The fight against the spread of HIV/AIDS has received an additional boost, as the AIDS/STD Programme implemented by the Ministry of Health and the Environment, has received $46.5 million.
This is set out in the 2008/2009 Estimates of Expenditure, now before the House of Representatives.
The allocation will be used to continue the control of HIV/STD infections as well as reducing the transmission of the disease in Jamaica, while at the same time improving the health status of Jamaicans.
A joint venture between the Ministry and the United States Agency for International Development (USAID), the original duration of the programme was from September 2001 to April 2004; however it has been extended to 2009.
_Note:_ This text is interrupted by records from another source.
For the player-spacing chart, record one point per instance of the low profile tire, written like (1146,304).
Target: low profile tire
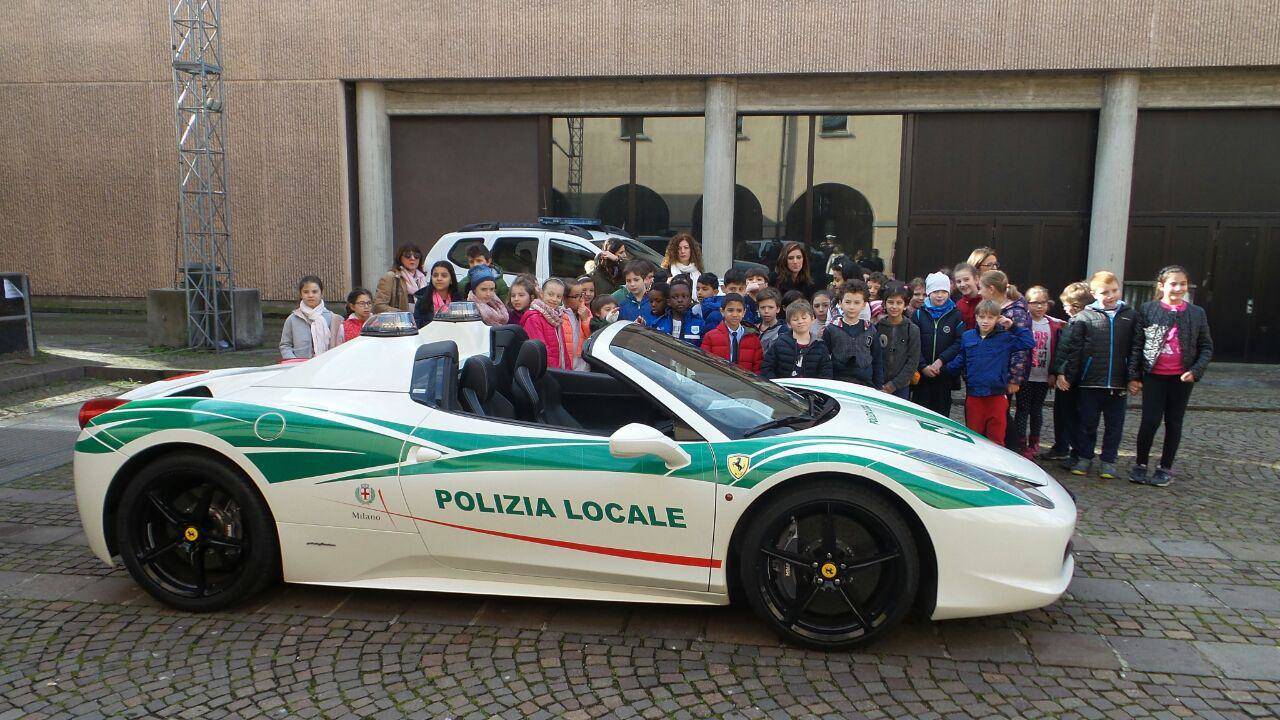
(830,565)
(196,534)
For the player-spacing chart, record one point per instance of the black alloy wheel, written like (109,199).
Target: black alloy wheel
(195,533)
(830,565)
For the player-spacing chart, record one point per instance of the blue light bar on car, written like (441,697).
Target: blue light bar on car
(389,324)
(583,222)
(458,313)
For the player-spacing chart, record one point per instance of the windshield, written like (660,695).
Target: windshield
(726,396)
(636,250)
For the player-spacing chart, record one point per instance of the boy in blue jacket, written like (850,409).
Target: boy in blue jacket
(986,359)
(680,320)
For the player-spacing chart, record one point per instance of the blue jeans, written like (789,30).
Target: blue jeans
(1093,405)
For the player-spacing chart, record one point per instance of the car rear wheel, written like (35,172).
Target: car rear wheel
(196,534)
(830,565)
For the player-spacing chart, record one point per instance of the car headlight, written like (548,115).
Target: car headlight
(1014,486)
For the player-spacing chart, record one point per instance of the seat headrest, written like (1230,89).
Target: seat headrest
(480,376)
(533,358)
(504,342)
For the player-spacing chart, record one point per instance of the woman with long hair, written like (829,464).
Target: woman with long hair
(792,272)
(396,290)
(684,258)
(442,290)
(607,276)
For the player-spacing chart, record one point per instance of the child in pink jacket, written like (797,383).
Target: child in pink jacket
(545,319)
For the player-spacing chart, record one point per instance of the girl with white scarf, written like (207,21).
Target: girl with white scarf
(311,328)
(684,258)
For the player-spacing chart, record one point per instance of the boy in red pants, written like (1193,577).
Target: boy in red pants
(984,360)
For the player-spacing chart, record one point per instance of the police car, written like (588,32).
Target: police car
(451,459)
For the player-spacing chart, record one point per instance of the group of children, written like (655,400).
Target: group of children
(919,341)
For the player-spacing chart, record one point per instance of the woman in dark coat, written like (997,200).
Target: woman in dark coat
(792,272)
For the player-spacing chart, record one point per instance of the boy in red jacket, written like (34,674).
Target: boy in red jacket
(734,341)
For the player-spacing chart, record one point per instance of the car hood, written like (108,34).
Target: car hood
(874,415)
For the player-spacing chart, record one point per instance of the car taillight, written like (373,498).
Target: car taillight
(187,376)
(96,406)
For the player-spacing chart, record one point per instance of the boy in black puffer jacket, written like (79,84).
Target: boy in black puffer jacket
(798,351)
(1100,345)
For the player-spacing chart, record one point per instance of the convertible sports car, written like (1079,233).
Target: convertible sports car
(451,459)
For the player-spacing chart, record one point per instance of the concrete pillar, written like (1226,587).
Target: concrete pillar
(1112,173)
(718,158)
(374,150)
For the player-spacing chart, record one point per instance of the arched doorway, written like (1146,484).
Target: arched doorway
(748,222)
(839,210)
(652,215)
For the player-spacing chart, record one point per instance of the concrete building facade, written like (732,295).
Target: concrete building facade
(336,115)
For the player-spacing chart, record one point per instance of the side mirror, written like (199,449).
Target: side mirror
(636,441)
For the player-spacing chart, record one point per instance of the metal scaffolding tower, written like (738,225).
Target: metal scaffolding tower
(204,214)
(575,164)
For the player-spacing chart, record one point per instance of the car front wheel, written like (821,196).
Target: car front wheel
(196,534)
(830,565)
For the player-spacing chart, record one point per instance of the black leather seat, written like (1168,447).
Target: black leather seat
(478,390)
(535,392)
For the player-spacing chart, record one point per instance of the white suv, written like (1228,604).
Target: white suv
(544,250)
Targets outlined for the period 2008/09 include the continued decentralization of the National Programme to the Regional Authority as well as funding for approximately 50 regional peer educators.
This is in addition to the further strengthening of services available in Sexually Transmitted Infection (STI) clinics; the maintenance of HIV testing among sentinel groups in all parishes and the offering of counselling; the improvement of laboratory efficiency; and increased training for counsellors in collaboration with the University of the West Indies.
On the agenda for the year also is the continued reduction of prenatal HIV/STI transmission and congenital syphilis and, the improvement in contact investigator services. There are also plans to establish sustainable quality assurance and standard for HIV care.
Under the programme so far, there have been a number of achievements such as, studies on sexual behaviour of high-risk groups and special surveys in HIV/STD; the development of AIDS/HIV procedure guidelines and protocol for rapid HIV testing and the conducting of Behaviour Change Community training for Guidance Counsellors and peer educators.
A draft protocol for vaginal discharge study has also been completed, while a draft manual on anti retro-viral therapy, tuberculosis (TB) and home based care prepared.
In addition, to date, a million persons have been reached through the continuation of HIV/STI awareness through the media and live positive campaigns and some 300 children developed songs, skits, dance and poetry focusing on the theme 'Abstinence 100 per cent Safe.'
A study, which will assist in providing institutional strengthening of 15 Non-Governmental Organizations (NGOs), has been completed and funding for implementation is in progress.
Ongoing activities include targeted media campaign, upgrading of Comprehensive Health Centre for Sexually Transmitted Infection (STI) services, counselling on HIV/STI help line, the procurement of HIV test kit for sentinel surveillance, updating websites for the National Programme and National AIDS Committee and ensuring a safe blood supply through continued education.
Condom machines have been installed at the University of Technology (UTech), University of the West Indies (Mona), Caymanas Park and hotels in the western region of the island, while some 33,000 condoms have been distributed through summer party interventions. The South East Regional Health Authority (SERHA) has also distributed approximately 60,000 condoms.
There has been a noticeable decrease in congenital syphilis and a reduction in multiple partners among men, stemming from some of these initiatives.